Ciro Capuano: “Catania batti la Juve Stabia e rientra in corsa. Io tornerò quando…”




Vive in Toscana, ma col pensiero è ancora a Catania. Ciro Capuano, aspirante Direttore Sportivo, mantiene un legame fortissimo con la Città etnea: impossibile dimenticare gli anni in cui ha indossato, con molte gioie e qualche amarezza, la maglia rossazzurra.“E come si fa a non ricordare quei momenti? Mi passano per la mente tanti fotogrammi, battaglie emozionanti concluse con successo. Era una squadra con tante prerogative indispensabili: la leadership di uomini dello spessore di Legrottaglie, Izco e Spolli, tuttora innamorati del Catania, e la qualità eccelsa di talenti come Papu Gomez e Barrientos, colpi di mercato straordinari del Direttore”.

Oggi quel Catania è chiuso nell’album di ricordi, e bisogna fare i conti con la maledetta serie C, da cui si fa una gran fatica a venir fuori.“Nel progetto di rilancio, il passaggio dalla C alla B è certamente il più difficile. Occorre stringersi tutti, perché la storia del Catania dice che soltanto nella coesione si possono raggiungere certi traguardi”. Il recente riavvicinamento tra la tifoseria e Nino Pulvirenti è da leggere principalmente in quest’ottica. “E’ un fatto fondamentale, ma non avevo dubbi. Sono stati bravi tutti a fare un passo indietro per l’amore della maglia. E’ un segnale di maturità da tenere in grande considerazione, che porterà benefici tangibili”.

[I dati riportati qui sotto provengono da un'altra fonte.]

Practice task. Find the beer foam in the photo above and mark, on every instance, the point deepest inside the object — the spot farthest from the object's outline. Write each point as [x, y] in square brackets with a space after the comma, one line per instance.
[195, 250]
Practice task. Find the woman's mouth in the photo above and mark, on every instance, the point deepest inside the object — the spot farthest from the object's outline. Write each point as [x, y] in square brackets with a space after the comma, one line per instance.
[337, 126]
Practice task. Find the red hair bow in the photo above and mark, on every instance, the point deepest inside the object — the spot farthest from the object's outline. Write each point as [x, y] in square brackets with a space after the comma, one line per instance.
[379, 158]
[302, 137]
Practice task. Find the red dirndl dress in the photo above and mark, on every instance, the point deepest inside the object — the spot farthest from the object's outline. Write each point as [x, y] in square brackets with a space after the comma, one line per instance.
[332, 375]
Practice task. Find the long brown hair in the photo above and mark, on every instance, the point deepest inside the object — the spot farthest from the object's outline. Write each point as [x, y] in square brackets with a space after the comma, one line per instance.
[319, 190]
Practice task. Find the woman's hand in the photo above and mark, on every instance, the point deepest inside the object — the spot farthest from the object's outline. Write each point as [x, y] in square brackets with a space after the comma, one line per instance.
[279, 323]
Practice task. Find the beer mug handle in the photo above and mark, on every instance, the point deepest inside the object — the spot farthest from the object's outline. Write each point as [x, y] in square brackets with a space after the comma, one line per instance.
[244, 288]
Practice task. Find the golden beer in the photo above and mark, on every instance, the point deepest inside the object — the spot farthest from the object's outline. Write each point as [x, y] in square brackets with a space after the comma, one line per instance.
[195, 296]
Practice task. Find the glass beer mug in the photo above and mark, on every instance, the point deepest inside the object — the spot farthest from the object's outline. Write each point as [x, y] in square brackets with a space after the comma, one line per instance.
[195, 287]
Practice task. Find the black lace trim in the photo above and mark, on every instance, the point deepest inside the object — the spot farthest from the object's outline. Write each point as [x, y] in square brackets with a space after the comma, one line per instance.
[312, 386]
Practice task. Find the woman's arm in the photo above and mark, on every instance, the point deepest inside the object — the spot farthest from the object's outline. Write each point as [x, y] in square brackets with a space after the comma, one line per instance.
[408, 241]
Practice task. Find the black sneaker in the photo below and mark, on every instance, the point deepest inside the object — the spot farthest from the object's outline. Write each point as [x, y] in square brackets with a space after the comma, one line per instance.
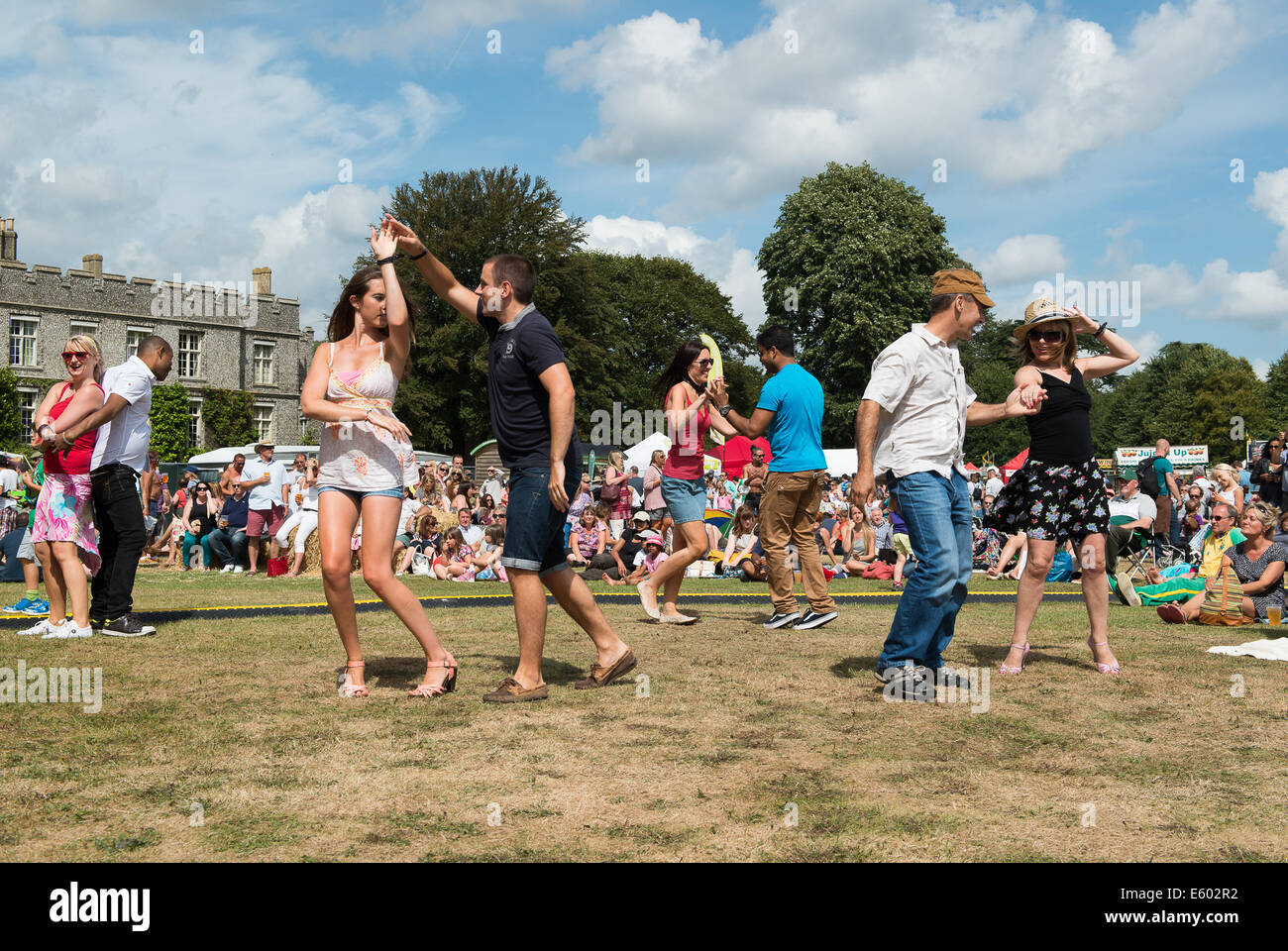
[781, 620]
[910, 685]
[812, 620]
[128, 626]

A cominciare dalla squadra di Novellino, rilanciatasi col successo di Catanzaro, e pronta a bissare con la capolista. “Quella con la Juve Stabia è una grandissima sfida, e quando il Catania, inteso come ambiente, la prepara in un certo modo, non sbaglia mai. Da Novellino a Sottil vedo una squadra meno rinunciataria e più propositiva. E’ il momento migliore per giocarsi questa partita: Catania in ascesa, Juve Stabia in fisiologica flessione. Ma quella campana rimane una formazione tosta, che ha carattere e che sta superando ogni aspettativa”. L’unica formazione, con la Juventus, ancora imbattuta nei campionati professionistici, arriva al Massimino sapendo di non poter sbagliare, con il Trapani ormai ad un passo. “Io dico che se il Catania batte la Juve Stabia, i giochi per il primo posto si riaprono anche per i rossazzurri. La squadra di Novellino ha bisogno di un filotto di vittorie, impresa finora mai riuscita in questa stagione. E se riesce ad unire due successi con Catanzaro e Juve Stabia, ritengo che potrà darsi una spinta enorme per il finale di stagione. La chiave è la gara di domenica, in cui il Catania dovrà avere la forza di chiudere subito l’avversario, e prendersi l’inerzia della partita”. Una sfida caratterizzata, nel recente passato, da equilibrio e pochi gol: cosa e chi potrà spostare l’ago della bilancia? “Innanzitutto il pubblico del Massimino, quando si creano le condizioni di incitamento che ben conosco, è davvero difficile raccapezzarsi per l’avversario. E’ qualcosa di eccezionale, anche un calcio d’angolo a favore fa scattare quel sostegno unico, che mette le ali ai giocatori di casa. Da un punto di vista tecnico, ritengo che il Catania abbia giocatori come Lodi, Di Piazza e Marotta in grado di sbloccarla, e subentri come Sarno, Manneh e Llama, in grado di chiuderla. La squadra di Novellino deve migliorare nella fase difensiva, ultimamente ha subito troppi gol e su questo aspetto sono sicuro che il tecnico ha già apportato i giusti correttivi. Il giocatore più temibile della Juve Stabia è il classe ’99, Salvatore Elia, un esterno d’attacco, vivaio Atalanta, che può far male”.

Si entra nel vivo della stagione, Catania che cerca lo slancio decisivo, ma se fossero i playoff a decidere le sorti della stagione rossazzurra? “Impossibile fare pronostici, sulla carta il Catania può arrivare fino in fondo, ma bisogna capire in che condizioni generali si presenterà all’appuntamento. Ci sono tante squadre attrezzate: Pro Vercelli, Monza, Novara, Feralpisalò, Triestina, Carrarese, le stesse Trapani e Catanzaro, se non dovessero centrare il primo posto. E ci sarà la consueta sorpresa. In ogni caso, il Catania ha un valore aggiunto, un assetto dirigenziale consolidato, con Lo Monaco ed Argurio, che ha ormai ben chiaro come gestire questi momenti. Per quanto mi riguarda, domenica non sarò al Massimino, ma ho fatto una promessa ai miei amici catanesi: ci rivedremo in quel giorno di festa che tutti attendiamo”.